Interwoven with these three primary goals, and true to our enthusiasm for embracing change, we have an appetite for taking calculated risks, making ‘no regret’ decisions and for entering into new transformative associations. This means making big decisions on internationalisation, a commitment to de-carbonise, on diversifying income streams while securing future Government funding, creating an estates strategy and masterplan, accelerating investment into digital systems and constantly improving our operating models.
This all will be facilitated by our values, people and culture, our advocacy, finance and investment, and our infrastructures. Information is therefore presented on these ‘enablers’. We’re committing to achieve Net Zero and will continue making progress towards becoming an anti-racist institution.

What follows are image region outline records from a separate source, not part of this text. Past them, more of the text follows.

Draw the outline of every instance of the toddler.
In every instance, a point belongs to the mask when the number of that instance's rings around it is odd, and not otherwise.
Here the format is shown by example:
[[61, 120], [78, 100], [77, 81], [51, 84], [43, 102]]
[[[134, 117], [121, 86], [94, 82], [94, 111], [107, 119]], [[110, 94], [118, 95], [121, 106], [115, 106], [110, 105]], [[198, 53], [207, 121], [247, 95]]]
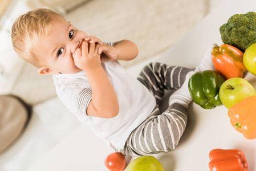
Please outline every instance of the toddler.
[[[192, 101], [188, 80], [195, 72], [214, 70], [213, 45], [196, 69], [151, 63], [135, 79], [117, 61], [136, 57], [133, 42], [104, 43], [45, 9], [18, 18], [11, 39], [22, 59], [36, 67], [39, 74], [53, 75], [58, 96], [78, 120], [124, 155], [174, 149]], [[82, 43], [84, 40], [88, 43]], [[164, 90], [176, 89], [169, 107], [161, 113], [159, 105]]]

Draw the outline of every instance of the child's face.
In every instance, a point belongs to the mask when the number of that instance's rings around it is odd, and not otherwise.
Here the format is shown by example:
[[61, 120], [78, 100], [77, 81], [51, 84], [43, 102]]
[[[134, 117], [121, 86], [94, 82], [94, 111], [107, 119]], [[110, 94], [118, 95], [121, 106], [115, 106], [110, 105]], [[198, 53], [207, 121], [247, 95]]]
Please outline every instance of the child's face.
[[52, 30], [43, 39], [37, 50], [41, 66], [38, 72], [42, 74], [74, 74], [82, 70], [75, 65], [72, 54], [87, 34], [77, 29], [59, 16], [54, 16]]

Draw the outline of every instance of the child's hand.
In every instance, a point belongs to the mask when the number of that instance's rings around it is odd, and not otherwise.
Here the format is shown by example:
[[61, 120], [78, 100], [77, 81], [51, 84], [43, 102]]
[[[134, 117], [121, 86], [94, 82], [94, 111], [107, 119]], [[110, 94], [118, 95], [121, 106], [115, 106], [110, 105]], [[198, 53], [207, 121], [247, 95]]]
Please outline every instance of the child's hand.
[[82, 50], [78, 48], [73, 54], [75, 65], [86, 72], [92, 71], [101, 67], [100, 55], [98, 54], [100, 44], [84, 42]]
[[85, 40], [90, 40], [90, 43], [95, 43], [100, 45], [98, 50], [98, 54], [101, 55], [100, 57], [101, 62], [116, 59], [117, 52], [115, 47], [103, 43], [101, 40], [94, 36], [88, 36]]

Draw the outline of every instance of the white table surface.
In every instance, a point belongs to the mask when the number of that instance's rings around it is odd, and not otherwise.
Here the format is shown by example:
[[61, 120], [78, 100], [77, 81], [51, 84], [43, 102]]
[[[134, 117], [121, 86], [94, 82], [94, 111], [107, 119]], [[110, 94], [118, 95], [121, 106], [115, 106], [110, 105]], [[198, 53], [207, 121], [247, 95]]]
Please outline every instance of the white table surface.
[[[220, 27], [231, 15], [250, 11], [256, 11], [256, 1], [224, 2], [157, 61], [194, 67], [210, 44], [222, 44]], [[245, 79], [256, 88], [256, 76], [249, 74]], [[256, 170], [256, 139], [247, 140], [232, 127], [224, 106], [209, 110], [192, 103], [189, 113], [187, 127], [176, 149], [153, 155], [166, 171], [209, 170], [209, 153], [216, 148], [242, 150], [249, 170]], [[28, 170], [108, 170], [104, 160], [112, 152], [86, 126], [80, 125]]]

This plan rests on the foundation of attracting, supporting and retaining the best and most diverse student and staff talent, which makes our new, taught Master’s framework even more important for its inclusive, affordable and flexible approach. Additionally, we’ll commit 8% of our total expenditure annually to student support and scholarships to provide full- or part-fee support for c. 250 to 350 students, representing 8–12% of the projected future student body. Art and design education has never been more important as the world faces huge challenges around the environment, health and well-being, poverty and technology. There’s the sustainability and ethical challenges of fast fashion; or the fact that the built environment continues to be responsible for up to 40% of carbon emissions. An ageing population is living longer and increasingly faces quality-of-life issues. The Covid-19 pandemic not only ravaged the health of global populations, it took 100 million people back into extreme poverty. Digital inclusion continues to be linked to income, age and geography, and half the world still doesn’t have access to sanitation, formal housing settlements, water or the internet.
So, the world needs open, collaborative teams of artists, designers, scientists and tech innovators who can imagine a better world and then set about building it. We need the potent results that emerge from combining the rigour of scientists and the creativity of artists – and welcome the Government embedding creativity, design, enterprise and innovation into its Innovation Strategy. Our new MA will now include the hugely popular ‘Across RCA’ grand challenge as a formal credit bearing unit in the curriculum to address these global themes. And we will make the Terra Carta Design Lab, initiated by our Royal Visitor HRH The Prince of Wales and Chancellor Sir Jony Ive, a permanent fixture in the RCA calendar as we demonstrate the impact of design on the climate crisis and the collapse in biodiversity. We’ve been pleased to include case studies of our students’ work, and others, within this Strategic Plan.
Achieving our goals and ambitions will be a whole College effort. I want to thank our Council, our Chancellor Sir Jony Ive, our past Pro-Chancellor Baroness Rebuck and her successor Sir Peter Bazalgette, our hugely dedicated staff, students, researchers, innovators, alumni, partners and supporters for their contribution in recent years – especially over the past two years of growth, transformation, and of course, pandemic.